Длинное одноэтажное здание в самом деле выглядело солидно: стены из крепких брёвен, крыша, выложенная красно-коричневой черепицей, новые окна с резными ставнями, высокое крыльцо с навесом. На стенах между окнами висели агитационные плакаты.

— Заходите! Вы с дороги поди проголодались? А опосля о делах поговорим, как все соберутся.

***

Гостей накормили немудрёной, но сытной и свежей деревенской едой. Потом Антон Ксаверьевич повёл их в кабинет, где собрались все, кто мог быть интересен “комиссии из министерства” — лесник, агроном и другие. Председатель произнёс небольшую речь и представил гостей из Москвы.

Говорил он спокойно, но в позе, в мелких движениях чувствовались раздражение и настороженность. И это не укрылось от Юрия, хоть тот не подал виду.

“Хм. Он просто волнуется? Понятное  дело, притащились тут какие-то, от дел оторвали, возись с ними. Или у председателя есть другой повод беспокоиться?” — размышлял старший лейтенант, пока Шурка Воронов, немного запинаясь и как бы стесняясь, рассказывал:

— Наше Министерство бумажной и деревообрабатывающей промышленности планирует строить новые заводы и фабрики. В вашем районе хорошие леса, много сырья, и здесь планируем поставить фабрику технических картонов. Места, где её построить, намечены согласно статистике и отчётам, но нас отправили поездить по округе, посмотреть и выбрать, что лучше. Выскажитесь, товарищи, какие будут соображения?

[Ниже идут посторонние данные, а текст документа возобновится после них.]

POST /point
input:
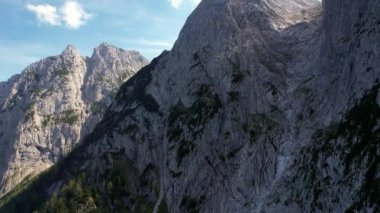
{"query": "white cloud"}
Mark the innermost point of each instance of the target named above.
(45, 13)
(71, 14)
(179, 3)
(154, 43)
(195, 2)
(175, 3)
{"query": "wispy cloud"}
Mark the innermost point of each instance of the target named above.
(151, 43)
(45, 13)
(176, 3)
(179, 3)
(71, 14)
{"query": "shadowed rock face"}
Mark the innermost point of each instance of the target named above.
(48, 109)
(260, 106)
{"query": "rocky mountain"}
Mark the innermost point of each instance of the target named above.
(48, 109)
(261, 106)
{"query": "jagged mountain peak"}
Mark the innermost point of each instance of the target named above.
(236, 113)
(70, 50)
(47, 109)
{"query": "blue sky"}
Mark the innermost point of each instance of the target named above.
(34, 29)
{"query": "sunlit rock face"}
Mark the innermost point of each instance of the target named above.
(261, 106)
(53, 104)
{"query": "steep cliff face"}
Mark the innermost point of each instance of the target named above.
(47, 110)
(268, 105)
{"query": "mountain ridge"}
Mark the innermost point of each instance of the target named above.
(49, 100)
(241, 116)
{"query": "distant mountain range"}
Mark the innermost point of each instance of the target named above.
(261, 106)
(48, 109)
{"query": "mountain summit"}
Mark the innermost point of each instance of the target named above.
(48, 109)
(261, 106)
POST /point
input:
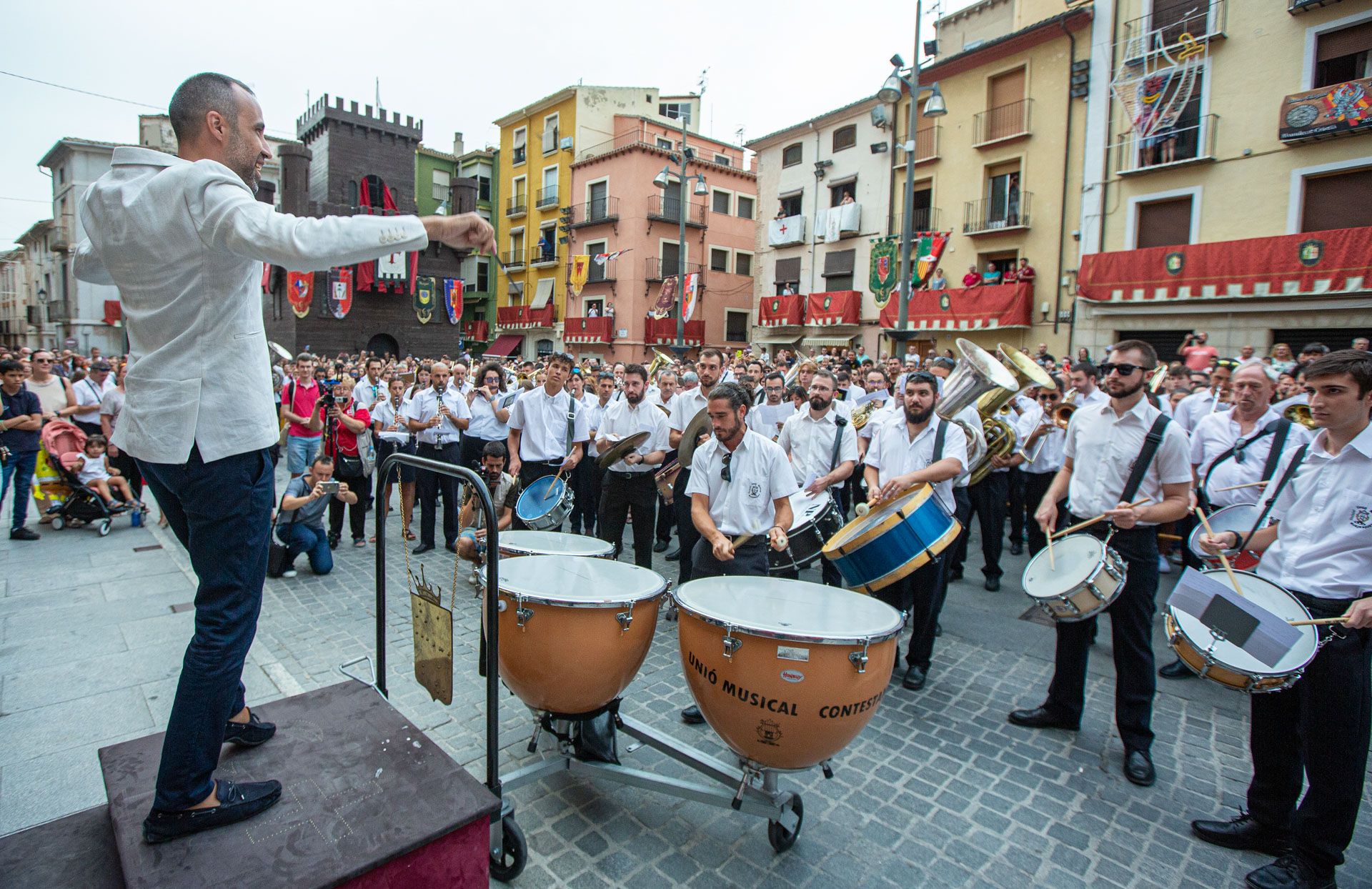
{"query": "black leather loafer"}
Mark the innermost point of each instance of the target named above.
(1138, 768)
(1042, 717)
(238, 802)
(1290, 872)
(252, 733)
(1243, 832)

Все зашумели, стали спрашивать, рассказывать и предлагать. Юрий как важный начальник в основном молчал. Со скучающим видом он смотрел по сторонам и иногда вставлял какую-нибудь вескую фразу. И вряд ли кто-нибудь заподозрил бы, что этот надутый бюрократ — на самом деле фронтовик, сотрудник КГБ и человек довольно скромный.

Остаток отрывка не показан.